Esto es lo poco o nada que queda de esta estación, de la cámara de gas, los hornos crematorios que se instalaron y de la zona de fusilamiento.
Todo ello volado por los nazis en un intento fallido de intentar borrar la horrible historia que habían escrito en la memoria de miles de millones de personas.
Las que habían vivido lo ocurrido y las que lo visitaríamos tiempo después.

Liberación del campo

Por que hay que recalcar que el campo fue liberado el 22 de Abril de 1945. Tampoco han pasado tantos años y parece que ocurrió en la prehistoria.

Como dato curioso, en la Torre A hay un reloj con la hora en la que se liberó el campo, pero esta pintada no son manillas.

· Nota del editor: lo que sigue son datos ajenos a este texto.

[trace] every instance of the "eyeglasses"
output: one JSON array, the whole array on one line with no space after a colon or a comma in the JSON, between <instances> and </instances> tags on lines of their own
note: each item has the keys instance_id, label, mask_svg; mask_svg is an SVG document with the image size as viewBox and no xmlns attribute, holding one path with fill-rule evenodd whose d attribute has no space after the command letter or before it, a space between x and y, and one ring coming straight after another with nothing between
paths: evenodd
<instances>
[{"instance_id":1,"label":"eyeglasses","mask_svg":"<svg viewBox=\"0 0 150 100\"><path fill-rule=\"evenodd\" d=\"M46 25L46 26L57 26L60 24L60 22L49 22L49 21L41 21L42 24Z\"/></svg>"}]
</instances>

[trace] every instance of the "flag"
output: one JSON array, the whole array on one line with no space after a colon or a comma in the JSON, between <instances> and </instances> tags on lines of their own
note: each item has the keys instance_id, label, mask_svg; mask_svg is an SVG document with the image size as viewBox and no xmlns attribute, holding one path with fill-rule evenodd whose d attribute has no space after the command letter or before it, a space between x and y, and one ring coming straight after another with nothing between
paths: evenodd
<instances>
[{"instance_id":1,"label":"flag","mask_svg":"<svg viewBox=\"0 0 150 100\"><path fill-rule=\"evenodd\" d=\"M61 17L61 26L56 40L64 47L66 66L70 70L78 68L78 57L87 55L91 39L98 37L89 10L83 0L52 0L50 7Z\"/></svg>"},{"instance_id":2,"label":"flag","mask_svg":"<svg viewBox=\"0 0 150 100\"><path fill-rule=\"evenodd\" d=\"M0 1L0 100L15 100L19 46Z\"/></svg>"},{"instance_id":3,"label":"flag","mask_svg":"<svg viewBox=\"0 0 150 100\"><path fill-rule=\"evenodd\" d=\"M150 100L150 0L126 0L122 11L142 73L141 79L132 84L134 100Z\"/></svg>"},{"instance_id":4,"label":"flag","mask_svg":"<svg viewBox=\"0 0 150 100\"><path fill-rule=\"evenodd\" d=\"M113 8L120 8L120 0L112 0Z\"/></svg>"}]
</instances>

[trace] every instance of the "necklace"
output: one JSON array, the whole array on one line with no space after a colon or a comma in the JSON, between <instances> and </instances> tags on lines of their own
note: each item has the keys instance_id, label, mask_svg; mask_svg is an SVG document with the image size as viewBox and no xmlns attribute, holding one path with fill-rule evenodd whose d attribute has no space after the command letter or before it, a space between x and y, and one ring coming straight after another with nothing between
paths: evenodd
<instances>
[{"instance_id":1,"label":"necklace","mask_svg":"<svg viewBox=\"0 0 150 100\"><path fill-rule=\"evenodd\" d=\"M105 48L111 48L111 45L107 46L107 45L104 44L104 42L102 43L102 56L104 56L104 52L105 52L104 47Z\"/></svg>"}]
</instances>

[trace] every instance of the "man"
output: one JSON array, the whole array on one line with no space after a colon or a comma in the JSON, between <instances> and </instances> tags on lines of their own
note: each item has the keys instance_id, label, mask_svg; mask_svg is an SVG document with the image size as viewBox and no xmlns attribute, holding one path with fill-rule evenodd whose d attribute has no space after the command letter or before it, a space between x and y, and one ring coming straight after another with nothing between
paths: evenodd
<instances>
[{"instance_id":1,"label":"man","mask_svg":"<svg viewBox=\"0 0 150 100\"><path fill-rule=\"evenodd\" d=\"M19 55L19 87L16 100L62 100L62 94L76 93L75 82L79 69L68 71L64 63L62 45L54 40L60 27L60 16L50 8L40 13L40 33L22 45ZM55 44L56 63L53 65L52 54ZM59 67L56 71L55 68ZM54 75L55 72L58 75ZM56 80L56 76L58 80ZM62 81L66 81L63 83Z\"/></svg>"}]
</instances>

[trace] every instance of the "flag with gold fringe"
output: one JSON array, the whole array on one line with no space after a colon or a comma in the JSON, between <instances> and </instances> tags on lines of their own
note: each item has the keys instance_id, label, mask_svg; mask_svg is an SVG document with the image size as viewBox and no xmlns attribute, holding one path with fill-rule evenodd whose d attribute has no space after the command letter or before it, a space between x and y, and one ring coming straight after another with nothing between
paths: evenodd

No creo que haya mejor manera de terminar este post escrito desde el mayor de los respetos a todas aquellas personas que sufrieron en este lugar, que con el monumento que los honra.

Sachsenhausen

Nosotros estamos de acuerdo con la famosa frase de «El pueblo que no conoce su historia, está condenado a repetirla», por eso queremos animaros a que visitéis el campo de concentración. Aun que cuando lo haces, este lugar se lleva consigo un pedazo de tu alma.